Procedure used to treat gastroesophageal reflux and/or hiatal hernia by reestablishing a gastroesophageal angle and creating a barrier to intrathoracic gastric displacement. Most of this is accomplished by the Nissen technique by wrapping the fundus about the gastric cardia. This procedure may be performed laparoscopically as well as by open surgery in adults, children, or infants.
A surgical procedure for hiatal hernia with gastroesophogeal reflux that relies on the repair of three quarters of the circumference about the gastroesophageal sphincter.

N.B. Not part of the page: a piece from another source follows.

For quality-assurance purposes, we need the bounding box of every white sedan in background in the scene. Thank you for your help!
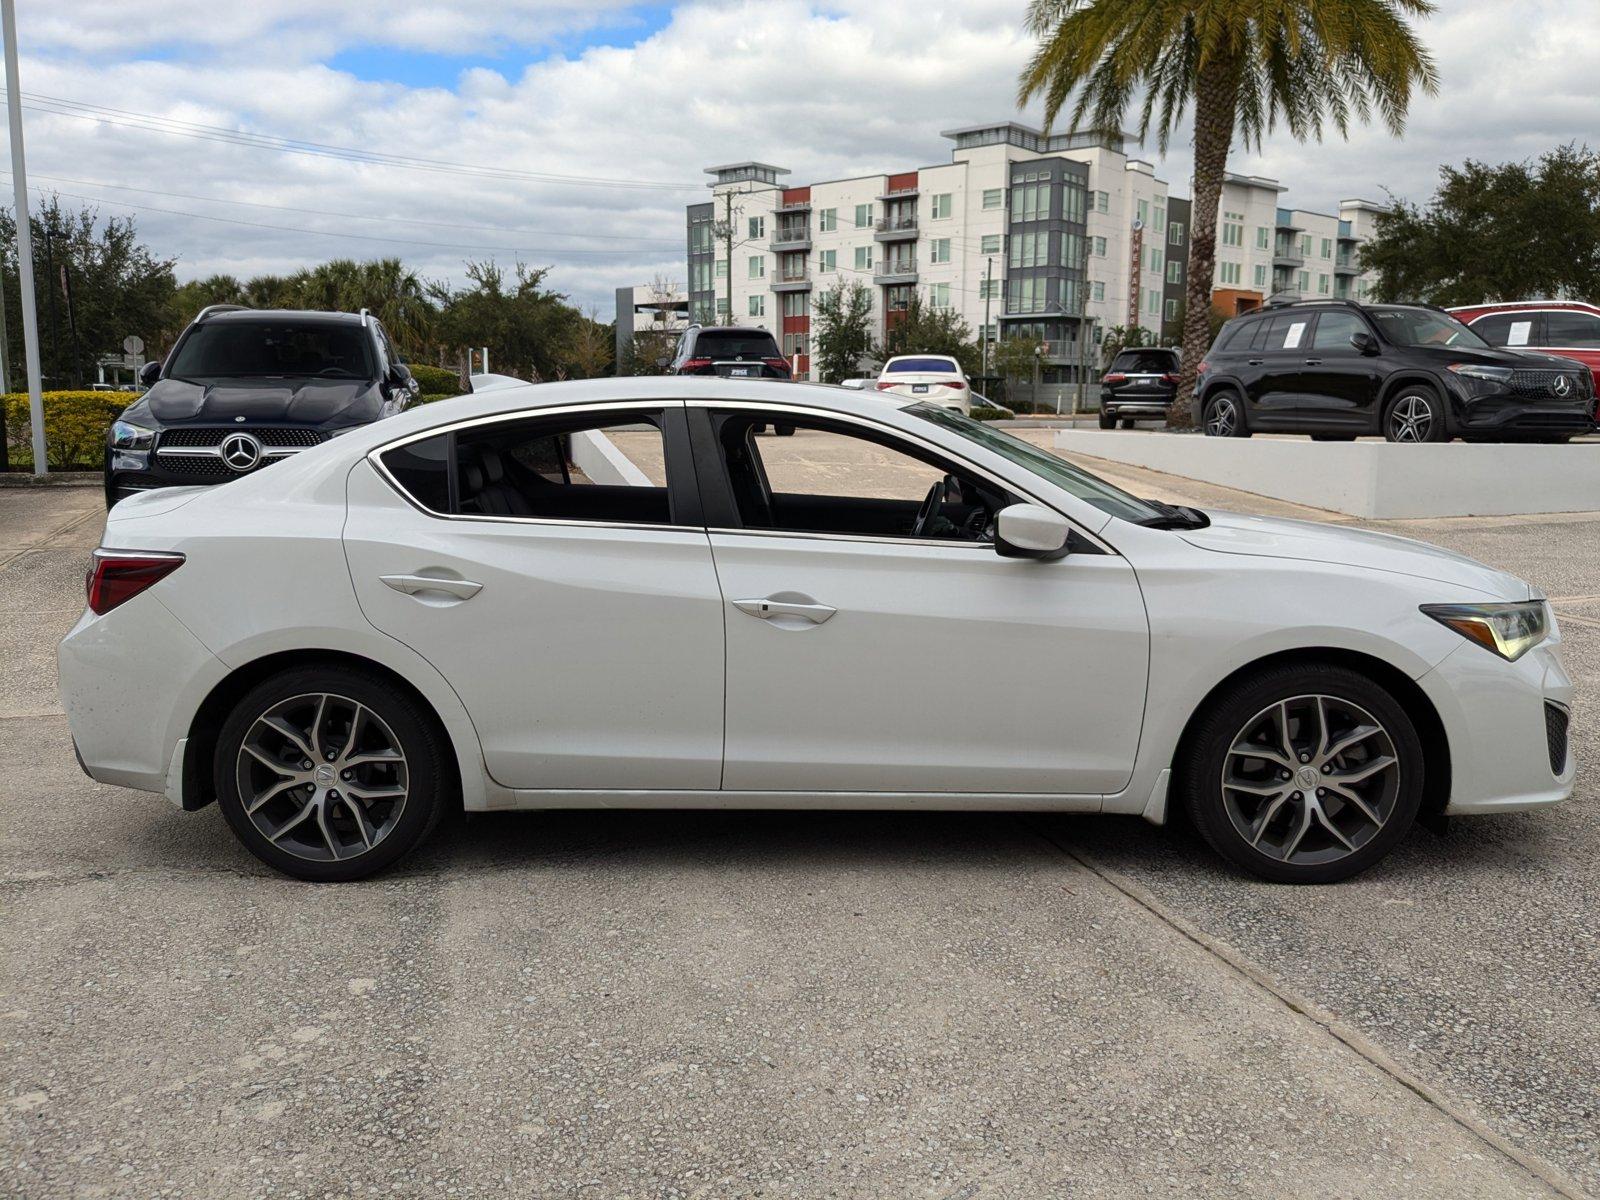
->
[875,355,973,414]
[61,378,1572,884]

The surgical correction of an esophageal hiatal hernia or gastroesophageal reflux, by wrapping the gastric cardia with adjacent portions of the gastric fundus. This procedure, which is frequently performed laparoscopically, reestablishes the gastroesophageal angle, enhances the lower esophageal sphincter, and prevents intrathoracic displacement of the stomach.
The patient is prepared physically and psychologically for surgery, and postsurgical procedures to be expected are explained. Vital signs and fluid intake and output, including wound and nasogastric tube drainage (if used) should be checked and recorded. Postoperative care includes attention to oral hygiene; care of chest tube thoracostomy (if a thoracic approach was employed); pain assessment and management; and incentive spirometry, deep breathing and coughing to prevent atelectasis or pneumonia. Before hospital discharge, dietary restrictions should be reviewed with the patient, and small, frequent meals recommended. Lifting, straining, and other activities that would increase intra-abdominal pressure should be avoided for about 5 weeks. Follow-up care should be scheduled.